Казалось бы, что особенного говорят З. Башир и Айбек? Но читаю их высказывания – и душа наполняется гордостью за то, что были-таки литераторы, которые смело вставали на защиту истинных талантов в ту пору, когда «командовали парадом» бездарные люди, ополчавшиеся на живые, нестандартные и сложные литературные явления.

Постойте, но ведь это происходит и сейчас, когда окончательно сняты политические ярлыки с Чулпана и Фитрата и целый ряд их поэтических, прозаических произведений, литературно-критических, публицистических статей и выступлений появился в октябрьских, декабрьских номерах газеты «Узбекистон адабиёти ва санъати», на страницах журналов «ЁШЛИК», «Саодат», «Шарк юлдузи» за 1987 год, а роман Чулпана «Ночь и день» напечатан в февральском и мартовском номерах журнала «Шарк юлдузи» за 1988 год! Неужели осуждение защитников Чулпана и Фитрата возможно сейчас, когда началось подлинное марксистско-ленинское изучение творческой деятельности двух крупнейших и сложнейших художников слова 20 – 30-х годов?!

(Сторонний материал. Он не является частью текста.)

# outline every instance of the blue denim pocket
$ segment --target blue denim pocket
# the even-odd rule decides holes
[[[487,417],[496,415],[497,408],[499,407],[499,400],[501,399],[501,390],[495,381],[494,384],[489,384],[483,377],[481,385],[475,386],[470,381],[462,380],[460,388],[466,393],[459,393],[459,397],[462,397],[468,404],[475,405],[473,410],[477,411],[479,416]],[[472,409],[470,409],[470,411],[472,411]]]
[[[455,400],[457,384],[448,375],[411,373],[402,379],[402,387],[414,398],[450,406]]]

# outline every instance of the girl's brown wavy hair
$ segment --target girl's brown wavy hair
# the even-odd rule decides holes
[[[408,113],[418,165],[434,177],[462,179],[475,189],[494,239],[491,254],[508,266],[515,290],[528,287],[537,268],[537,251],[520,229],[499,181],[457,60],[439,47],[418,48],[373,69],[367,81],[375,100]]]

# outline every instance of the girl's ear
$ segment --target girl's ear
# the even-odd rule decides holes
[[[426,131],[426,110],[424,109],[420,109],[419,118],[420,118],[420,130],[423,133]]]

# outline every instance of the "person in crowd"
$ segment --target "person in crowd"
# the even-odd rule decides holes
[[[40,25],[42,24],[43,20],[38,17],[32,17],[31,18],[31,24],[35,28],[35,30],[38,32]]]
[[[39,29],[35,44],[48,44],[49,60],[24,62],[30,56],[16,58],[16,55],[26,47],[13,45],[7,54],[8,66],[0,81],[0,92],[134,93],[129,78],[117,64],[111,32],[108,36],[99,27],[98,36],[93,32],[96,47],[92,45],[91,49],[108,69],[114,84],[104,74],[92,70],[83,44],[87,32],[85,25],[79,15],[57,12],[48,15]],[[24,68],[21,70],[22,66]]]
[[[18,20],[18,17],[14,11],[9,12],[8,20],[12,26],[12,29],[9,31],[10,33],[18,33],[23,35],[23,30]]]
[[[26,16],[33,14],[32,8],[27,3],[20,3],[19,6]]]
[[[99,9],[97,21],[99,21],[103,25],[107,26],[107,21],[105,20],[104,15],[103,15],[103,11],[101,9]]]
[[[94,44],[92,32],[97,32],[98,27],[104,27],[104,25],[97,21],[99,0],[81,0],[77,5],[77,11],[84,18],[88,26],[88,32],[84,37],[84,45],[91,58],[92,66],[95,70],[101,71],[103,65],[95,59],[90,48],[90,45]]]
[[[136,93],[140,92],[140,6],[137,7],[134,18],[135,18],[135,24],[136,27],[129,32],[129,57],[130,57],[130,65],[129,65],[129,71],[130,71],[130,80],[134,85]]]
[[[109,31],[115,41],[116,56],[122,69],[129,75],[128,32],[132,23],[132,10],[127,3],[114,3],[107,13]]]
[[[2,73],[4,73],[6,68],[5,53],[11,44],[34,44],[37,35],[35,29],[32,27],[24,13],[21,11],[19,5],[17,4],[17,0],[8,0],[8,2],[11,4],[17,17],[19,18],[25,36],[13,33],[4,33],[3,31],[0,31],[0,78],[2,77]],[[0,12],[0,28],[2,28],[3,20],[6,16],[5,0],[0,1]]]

Увы, оказывается, такое возможно. Не только автор главы об узбекской критике 20 – 30-х годов, но и некоторые современные критики, вместе с отдельными высокопоставленными партийными деятелями Узбекистана, ведут разговор о том, что Чулпан и Фитрат реабилитированы-де лишь как граждане, но не как писатели, начисто игнорируя то, что обвинение их в буржуазном национализме и последовавшие репрессии были незаконными.

Любопытно, что в той же «Истории» (т. 1, стр. 72) цитируются глубокие мысли о специфике художественной литературы, во многом совпадающие (что резонно отмечается тут же) с суждениями великих русских художников и мыслителей, в первую очередь Л. Толстого, и принадлежащие не кому иному, как Фитрату… Выходит, узбекский писатель и ученый, до сих пор обвиняемый в национализме, еще в 20-е годы хорошо изучил, творчески освоил литературное наследие великих русских писателей.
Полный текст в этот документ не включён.